Statement on End-to-End Encryption
19 Apr 2023
The Virtual Global Taskforce is an international alliance of 15 dedicated law enforcement agencies working alongside Affiliate members from private industry and non-governmental organisations to tackle the threat of child sexual abuse (CSA).
The VGT first issued its first position statement on end-to-end encryption (E2EE) in 2021. This statement highlighted the devastating impact E2EE can have on law enforcement's ability to identify, pursue and prosecute offenders, when implemented in a way that affects the detection of CSA on industry platforms. It is important to update the VGT position on E2EE in the context of impending design choices by industry.
As outlined in our previous statement, there is no doubt that encryption plays an important role in safeguarding privacy, however this must be balanced with the importance of safeguarding children online.
The scale of online CSA is increasing worldwide. The WeProtect Global Alliance have identified it as one of the most urgent and defining issues of our generation. The number of reports of CSA from industry continue to be staggering, but demonstrates the key role that industry plays both in protecting children online and in reporting cases to law enforcement
The National Centre for Missing and Exploited Children (NCMEC) received 29.3 million reports of suspected CSA in 2021, a 35% increase from 2020. Of this 29.3 million, over 29.1 million reports came from electronic service providers.
Although these reports result in a range of different outcomes globally, what is consistent is that they significantly contribute to positive outcomes for child safety. These figures demonstrate the current success of industry partners in detecting and reporting CSA occurring on their platforms, resulting in victims being identified and safeguarded.
Design and investment choices implemented in a way that interferes with the effectiveness of such safety systems threaten to undermine these successes which have been consistently built upon over previous decades. The announced implementation of E2EE on META platforms Instagram and Facebook is an example of a purposeful design choice that degrades safety systems and weakens the ability to keep child users safe.
META is currently the leading reporter of detected child sexual abuse to NCMEC. The VGT has not yet seen any indication from META that any new safety systems implemented post-E2EE will effectively match or improve their current detection methods.
By way of an example of the impact E2EE implementation could have, the following case from the United Kingdom would not have been possible without Facebook having access to message content, an ability they will lose under E2EE.
David Wilson is one of the most prolific child sexual abuse offenders the UK's National Crime Agency has ever investigated. Wilson used META (Facebook) to contact thousands of children, grooming hundreds of victims using fake online profiles. By pretending to be a teenage girl, he manipulated victims to send sexually explicit material of themselves and in some cases, blackmailed victims into abusing their siblings and friends. Some victims were so traumatised they spoke of wanting to end their own lives.
The successful prosecution of Wilson and the resulting safeguarding of hundreds of children was possible because law enforcement were able to access the evidence contained within over 250,000 messages through Facebook.
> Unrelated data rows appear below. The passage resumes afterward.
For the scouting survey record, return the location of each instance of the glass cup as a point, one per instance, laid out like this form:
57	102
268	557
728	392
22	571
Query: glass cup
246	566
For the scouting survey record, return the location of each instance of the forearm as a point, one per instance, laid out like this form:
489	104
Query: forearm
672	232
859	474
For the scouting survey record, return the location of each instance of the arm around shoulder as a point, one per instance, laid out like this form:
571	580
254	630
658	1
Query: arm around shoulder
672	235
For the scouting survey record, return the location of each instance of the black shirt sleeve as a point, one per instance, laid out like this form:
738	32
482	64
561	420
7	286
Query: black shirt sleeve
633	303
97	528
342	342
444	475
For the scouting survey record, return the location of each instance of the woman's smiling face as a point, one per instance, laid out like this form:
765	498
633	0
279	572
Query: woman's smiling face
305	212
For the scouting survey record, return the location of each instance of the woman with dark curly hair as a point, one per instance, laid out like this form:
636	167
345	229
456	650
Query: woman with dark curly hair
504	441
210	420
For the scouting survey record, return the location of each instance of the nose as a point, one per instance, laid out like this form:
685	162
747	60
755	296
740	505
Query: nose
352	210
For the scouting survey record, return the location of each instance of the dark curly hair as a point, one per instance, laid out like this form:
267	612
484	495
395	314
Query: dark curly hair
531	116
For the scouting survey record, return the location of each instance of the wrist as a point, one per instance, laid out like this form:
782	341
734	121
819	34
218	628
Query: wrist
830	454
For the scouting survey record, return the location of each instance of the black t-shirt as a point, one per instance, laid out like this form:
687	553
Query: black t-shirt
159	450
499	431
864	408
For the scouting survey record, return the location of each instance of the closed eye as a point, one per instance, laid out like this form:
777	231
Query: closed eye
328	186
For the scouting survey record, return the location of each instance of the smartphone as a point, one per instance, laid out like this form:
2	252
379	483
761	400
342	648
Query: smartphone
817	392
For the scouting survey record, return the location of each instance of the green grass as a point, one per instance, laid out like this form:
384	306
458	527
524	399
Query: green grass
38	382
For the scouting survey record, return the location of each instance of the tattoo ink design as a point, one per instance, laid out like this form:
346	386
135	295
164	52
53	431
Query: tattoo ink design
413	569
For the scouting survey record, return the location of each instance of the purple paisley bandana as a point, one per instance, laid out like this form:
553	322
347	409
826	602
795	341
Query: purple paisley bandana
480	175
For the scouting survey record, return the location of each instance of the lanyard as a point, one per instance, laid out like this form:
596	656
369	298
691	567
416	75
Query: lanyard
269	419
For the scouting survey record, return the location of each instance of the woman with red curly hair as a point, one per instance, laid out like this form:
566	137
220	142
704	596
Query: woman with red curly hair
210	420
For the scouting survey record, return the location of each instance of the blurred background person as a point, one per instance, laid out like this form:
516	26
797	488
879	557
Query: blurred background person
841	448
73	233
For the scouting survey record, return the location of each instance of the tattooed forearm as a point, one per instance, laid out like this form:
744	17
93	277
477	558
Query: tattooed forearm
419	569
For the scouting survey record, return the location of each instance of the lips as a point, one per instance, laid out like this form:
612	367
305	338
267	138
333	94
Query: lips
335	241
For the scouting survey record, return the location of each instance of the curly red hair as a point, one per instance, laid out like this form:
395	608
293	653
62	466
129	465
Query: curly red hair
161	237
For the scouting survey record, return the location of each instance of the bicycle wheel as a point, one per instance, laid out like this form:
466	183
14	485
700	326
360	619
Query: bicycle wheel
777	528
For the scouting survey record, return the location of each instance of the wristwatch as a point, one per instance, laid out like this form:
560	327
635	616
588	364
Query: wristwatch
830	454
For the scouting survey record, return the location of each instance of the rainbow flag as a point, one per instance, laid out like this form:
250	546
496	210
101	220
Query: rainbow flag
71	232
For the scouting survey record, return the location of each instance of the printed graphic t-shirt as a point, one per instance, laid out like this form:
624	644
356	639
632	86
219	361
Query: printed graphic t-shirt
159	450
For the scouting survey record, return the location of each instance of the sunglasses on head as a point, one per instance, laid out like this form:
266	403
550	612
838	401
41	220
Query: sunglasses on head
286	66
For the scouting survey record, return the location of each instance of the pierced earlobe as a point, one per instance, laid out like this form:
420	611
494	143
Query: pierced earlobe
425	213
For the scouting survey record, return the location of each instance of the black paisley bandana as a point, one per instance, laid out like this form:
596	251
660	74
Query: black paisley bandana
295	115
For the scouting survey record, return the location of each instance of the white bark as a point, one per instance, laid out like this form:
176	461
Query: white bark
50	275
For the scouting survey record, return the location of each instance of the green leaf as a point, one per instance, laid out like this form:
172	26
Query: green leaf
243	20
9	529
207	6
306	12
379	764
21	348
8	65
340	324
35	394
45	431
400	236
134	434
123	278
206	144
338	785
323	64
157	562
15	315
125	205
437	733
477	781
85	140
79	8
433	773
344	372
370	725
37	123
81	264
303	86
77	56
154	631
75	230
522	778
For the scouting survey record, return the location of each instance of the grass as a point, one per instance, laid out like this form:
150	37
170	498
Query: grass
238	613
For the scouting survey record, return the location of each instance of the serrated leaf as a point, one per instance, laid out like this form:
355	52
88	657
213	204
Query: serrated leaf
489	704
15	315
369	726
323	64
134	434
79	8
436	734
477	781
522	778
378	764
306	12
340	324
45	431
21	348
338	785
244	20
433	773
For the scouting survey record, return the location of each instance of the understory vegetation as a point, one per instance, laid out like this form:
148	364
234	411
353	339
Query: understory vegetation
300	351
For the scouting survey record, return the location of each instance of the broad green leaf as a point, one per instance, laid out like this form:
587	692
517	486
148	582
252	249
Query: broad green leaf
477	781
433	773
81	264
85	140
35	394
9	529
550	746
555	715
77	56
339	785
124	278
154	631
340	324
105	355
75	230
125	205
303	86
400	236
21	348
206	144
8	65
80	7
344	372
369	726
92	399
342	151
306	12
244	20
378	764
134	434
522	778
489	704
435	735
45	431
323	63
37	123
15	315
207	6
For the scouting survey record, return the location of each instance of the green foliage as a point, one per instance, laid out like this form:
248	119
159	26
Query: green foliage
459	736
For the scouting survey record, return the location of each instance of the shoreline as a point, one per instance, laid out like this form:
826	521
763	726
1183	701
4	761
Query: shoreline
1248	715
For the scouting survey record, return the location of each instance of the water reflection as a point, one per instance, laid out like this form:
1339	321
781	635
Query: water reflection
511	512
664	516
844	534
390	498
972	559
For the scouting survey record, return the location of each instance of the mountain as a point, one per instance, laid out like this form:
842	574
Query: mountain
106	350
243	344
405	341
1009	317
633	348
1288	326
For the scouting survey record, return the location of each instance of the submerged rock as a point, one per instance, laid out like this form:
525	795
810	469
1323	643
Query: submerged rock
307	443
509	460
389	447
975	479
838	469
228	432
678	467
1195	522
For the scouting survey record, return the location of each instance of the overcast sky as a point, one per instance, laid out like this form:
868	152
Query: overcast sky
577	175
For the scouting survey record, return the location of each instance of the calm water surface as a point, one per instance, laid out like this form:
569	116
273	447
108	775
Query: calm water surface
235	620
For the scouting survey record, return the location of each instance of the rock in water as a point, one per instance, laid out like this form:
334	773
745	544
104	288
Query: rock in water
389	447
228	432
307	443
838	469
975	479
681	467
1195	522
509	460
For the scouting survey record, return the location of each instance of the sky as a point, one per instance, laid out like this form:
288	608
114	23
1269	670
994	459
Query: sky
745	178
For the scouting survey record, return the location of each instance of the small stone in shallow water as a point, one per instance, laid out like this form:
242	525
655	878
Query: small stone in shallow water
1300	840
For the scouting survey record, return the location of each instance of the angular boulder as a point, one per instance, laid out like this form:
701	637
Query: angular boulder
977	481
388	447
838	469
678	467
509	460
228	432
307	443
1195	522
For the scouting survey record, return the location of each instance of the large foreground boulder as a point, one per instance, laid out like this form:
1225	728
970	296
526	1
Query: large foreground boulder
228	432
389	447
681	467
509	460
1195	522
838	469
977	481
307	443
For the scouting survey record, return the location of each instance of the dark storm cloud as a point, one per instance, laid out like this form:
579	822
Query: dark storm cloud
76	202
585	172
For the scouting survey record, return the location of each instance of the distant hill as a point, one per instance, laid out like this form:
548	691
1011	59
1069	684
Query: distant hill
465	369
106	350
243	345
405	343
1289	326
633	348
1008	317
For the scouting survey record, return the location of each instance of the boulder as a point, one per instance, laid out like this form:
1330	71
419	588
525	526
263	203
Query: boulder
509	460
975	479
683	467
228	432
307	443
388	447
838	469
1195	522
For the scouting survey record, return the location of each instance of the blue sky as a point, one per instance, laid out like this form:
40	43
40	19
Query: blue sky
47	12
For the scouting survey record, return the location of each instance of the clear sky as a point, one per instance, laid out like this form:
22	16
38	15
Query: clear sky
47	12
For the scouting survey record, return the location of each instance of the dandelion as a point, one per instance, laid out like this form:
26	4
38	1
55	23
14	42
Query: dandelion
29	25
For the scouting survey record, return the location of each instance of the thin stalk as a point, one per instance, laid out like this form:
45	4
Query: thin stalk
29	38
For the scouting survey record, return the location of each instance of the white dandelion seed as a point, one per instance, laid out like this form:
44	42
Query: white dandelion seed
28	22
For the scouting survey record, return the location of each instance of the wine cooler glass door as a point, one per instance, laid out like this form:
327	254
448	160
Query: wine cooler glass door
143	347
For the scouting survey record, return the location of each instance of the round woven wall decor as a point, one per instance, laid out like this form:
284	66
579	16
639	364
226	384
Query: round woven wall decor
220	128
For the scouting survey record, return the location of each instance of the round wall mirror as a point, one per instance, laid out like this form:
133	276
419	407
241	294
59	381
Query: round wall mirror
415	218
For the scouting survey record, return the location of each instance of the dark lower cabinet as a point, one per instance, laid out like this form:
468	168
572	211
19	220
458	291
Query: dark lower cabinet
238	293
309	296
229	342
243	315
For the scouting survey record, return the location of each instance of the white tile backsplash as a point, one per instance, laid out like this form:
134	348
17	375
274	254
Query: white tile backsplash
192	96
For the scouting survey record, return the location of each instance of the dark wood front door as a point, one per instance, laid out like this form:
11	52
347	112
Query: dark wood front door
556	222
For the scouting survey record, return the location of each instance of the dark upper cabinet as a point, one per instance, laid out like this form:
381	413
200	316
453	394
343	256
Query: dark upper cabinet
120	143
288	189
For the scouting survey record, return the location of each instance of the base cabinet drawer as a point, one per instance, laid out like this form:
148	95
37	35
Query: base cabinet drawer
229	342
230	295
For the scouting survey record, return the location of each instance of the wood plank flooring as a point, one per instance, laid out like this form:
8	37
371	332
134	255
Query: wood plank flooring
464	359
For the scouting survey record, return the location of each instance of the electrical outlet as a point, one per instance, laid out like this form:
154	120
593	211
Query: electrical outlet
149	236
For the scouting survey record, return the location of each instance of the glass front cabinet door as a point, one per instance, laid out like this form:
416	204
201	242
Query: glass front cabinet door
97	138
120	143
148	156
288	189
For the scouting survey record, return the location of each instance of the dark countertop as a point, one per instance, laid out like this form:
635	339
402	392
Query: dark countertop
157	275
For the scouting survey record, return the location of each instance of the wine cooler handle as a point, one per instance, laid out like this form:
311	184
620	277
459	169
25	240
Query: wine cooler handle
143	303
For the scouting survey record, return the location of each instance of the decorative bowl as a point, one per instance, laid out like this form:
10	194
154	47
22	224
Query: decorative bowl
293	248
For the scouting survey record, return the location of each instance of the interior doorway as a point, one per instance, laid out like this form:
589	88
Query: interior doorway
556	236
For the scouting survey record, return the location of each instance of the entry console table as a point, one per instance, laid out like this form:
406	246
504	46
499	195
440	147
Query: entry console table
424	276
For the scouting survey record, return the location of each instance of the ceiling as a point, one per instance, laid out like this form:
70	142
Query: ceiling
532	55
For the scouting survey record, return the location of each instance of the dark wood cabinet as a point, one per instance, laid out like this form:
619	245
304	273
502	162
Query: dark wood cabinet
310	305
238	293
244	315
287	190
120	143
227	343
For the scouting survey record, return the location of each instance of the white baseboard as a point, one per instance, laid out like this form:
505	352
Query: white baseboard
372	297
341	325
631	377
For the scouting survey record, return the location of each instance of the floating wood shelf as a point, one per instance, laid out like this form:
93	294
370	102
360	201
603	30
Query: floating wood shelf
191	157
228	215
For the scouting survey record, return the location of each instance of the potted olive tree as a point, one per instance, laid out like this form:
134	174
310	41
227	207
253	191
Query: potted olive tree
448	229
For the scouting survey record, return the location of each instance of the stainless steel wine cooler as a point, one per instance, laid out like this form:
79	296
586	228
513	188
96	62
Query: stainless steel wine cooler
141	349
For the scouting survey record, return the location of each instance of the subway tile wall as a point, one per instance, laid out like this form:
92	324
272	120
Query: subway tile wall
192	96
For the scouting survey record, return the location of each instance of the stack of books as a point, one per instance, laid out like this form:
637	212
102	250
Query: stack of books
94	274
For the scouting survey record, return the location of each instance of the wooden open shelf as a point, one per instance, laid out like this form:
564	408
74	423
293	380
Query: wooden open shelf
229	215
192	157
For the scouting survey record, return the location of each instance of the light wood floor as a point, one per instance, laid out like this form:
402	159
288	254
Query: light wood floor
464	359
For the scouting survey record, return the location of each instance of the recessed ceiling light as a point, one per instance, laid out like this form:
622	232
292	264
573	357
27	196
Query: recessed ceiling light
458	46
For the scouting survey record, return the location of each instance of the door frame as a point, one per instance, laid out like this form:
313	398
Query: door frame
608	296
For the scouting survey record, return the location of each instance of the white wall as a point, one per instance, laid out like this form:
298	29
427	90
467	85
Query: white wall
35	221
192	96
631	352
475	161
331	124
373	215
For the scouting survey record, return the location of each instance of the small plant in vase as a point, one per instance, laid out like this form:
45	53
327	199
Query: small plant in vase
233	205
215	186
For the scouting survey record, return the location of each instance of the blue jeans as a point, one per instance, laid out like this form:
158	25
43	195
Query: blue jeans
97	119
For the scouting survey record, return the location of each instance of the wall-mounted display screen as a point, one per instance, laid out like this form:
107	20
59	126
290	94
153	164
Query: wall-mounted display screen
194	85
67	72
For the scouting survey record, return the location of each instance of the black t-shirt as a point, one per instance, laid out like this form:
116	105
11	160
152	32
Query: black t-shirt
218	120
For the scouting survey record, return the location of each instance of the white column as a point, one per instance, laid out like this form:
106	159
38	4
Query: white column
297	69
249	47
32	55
In an E2EE environment, it is highly unlikely this case would have been detected.
The VGT calls for all industry partners to fully appreciate the impact of implementing system design decisions that result in blindfolding themselves to CSA occurring on their platforms, or reduces their capacity to identify CSA and keep children safe. It is time to confront these concerns and make tangible steps towards possible solutions that we know exist.
The VGT encourages industry to respond and consider the following: Only to implement platform design choices, including E2EE, at scale alongside robust safety systems that maintain or increase child safety.
Where the child user base and risk is high, a proportionate investment and implementation of technically feasible safety solutions is paramount. The abuse will not stop just because companies decide to stop looking.
We all have a role to play in protecting children in online spaces and we strongly urge industry partners to take active steps toward this goal.